Bipartisan Senate talks continued through the weekend in hopes of filing final legislation late Monday afternoon. Action by Congress is needed before March 27 to avert a government shutdown and the measure stands to greatly influence how agencies operate in the wake of the across-the-board cuts ordered under sequestration.
The White House had wanted $949 million added within the Department of Health and Human Services to help lay the groundwork for setting up state health-care exchanges to begin enrollment next fall. Smaller plus-ups were also proposed for the Commodity Futures Trading Commission and Securities and Exchange Commission, both affected by the recent cuts.
House Republicans refused to include any of these requests in their version of the stopgap bill adopted last week. Senate Democrats are now taking the same path given the weakness of Obama’s response and their need to pick up Republican votes.
Indeed, a statement of administration policy last week on the House bill said only that the White House was “deeply concerned” with the House bill and never even hinted of using the president’s veto leverage. This ceded effective control to Republicans and led Democrats to turn their focus more to protecting long-standing priorities such as investments in transportation or programs like Head Start for low-income children.

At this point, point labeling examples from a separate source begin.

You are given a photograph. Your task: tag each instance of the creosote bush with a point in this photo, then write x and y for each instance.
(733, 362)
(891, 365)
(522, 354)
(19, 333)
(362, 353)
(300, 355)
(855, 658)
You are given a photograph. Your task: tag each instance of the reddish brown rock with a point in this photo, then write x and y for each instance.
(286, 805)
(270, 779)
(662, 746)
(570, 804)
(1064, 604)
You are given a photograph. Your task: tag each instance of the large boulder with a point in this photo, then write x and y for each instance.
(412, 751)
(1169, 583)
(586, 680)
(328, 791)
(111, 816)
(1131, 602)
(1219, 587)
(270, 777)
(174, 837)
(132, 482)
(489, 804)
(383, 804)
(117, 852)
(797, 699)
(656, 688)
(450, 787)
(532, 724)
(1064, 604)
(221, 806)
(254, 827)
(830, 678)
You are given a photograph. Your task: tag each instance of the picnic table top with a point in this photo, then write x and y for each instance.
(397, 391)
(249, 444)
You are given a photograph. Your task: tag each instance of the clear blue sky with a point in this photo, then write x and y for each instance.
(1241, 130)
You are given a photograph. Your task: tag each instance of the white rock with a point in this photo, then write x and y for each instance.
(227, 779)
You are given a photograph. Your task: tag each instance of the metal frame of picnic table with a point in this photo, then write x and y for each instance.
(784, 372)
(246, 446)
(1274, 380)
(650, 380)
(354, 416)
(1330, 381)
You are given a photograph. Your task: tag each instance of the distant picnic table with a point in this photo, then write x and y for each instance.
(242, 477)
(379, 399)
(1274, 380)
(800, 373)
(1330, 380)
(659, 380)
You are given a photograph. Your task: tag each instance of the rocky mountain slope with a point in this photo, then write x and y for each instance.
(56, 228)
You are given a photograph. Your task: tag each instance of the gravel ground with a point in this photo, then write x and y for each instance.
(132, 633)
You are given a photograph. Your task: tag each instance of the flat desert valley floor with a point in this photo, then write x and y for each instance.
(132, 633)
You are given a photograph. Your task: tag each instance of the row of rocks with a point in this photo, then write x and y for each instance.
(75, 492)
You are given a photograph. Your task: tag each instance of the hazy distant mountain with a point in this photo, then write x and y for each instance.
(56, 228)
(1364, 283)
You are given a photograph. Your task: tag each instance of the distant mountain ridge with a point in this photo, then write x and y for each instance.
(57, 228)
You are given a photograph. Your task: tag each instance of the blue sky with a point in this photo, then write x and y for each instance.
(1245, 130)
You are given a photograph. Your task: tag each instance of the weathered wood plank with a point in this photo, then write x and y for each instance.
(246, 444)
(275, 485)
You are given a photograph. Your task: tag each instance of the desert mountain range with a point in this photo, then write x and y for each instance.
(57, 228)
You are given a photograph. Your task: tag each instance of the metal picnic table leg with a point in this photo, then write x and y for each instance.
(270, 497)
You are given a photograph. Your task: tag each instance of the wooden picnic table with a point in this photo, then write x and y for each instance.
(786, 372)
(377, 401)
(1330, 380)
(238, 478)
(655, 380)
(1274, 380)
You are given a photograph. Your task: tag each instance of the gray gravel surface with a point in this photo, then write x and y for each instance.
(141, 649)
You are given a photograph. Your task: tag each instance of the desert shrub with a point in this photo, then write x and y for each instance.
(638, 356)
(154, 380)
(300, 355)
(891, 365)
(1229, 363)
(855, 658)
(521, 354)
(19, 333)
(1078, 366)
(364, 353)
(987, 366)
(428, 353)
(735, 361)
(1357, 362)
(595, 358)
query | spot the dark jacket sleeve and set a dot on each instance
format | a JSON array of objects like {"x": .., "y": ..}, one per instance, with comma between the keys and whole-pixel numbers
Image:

Two issues are probably at work, neither of them good for Democrats or Obama. First, there has been a real sense that Obama overreached on tax hikes and partisan warfare to get them. That’s not unlike the first two years of Obama’s presidency, when he tried to marginalize and humiliate the already-marginalized Republicans by allowing Nancy Pelosi and Harry Reid to lock them out of the deliberations for the stimulus package, and to a lesser extent ObamaCare later. That resulted in a huge voter backlash in the 2010 midterms, which Reid at least seems to remember.
Second, the fallout from the Nightmare on Sequester Street pratfall must have Democrats worried plenty. After promising that the world would come to an end if the rate of increased federal spending was reduced by 2.3%, the lack of any real consequences — combined with plenty of examples of foolish government spending — has destroyed Democrats’ credibility in this budget fight. No one’s going to buy these Chicken Little scenarios now in response to Republican budget cuts, and Democrats want to get ahead of the curve now. If Obama wants to follow, fine, but they are not concerned at the moment with whether Obama is on board with this strategy or not.
Perhaps the eulogies for the Republican Party were a bit … premature.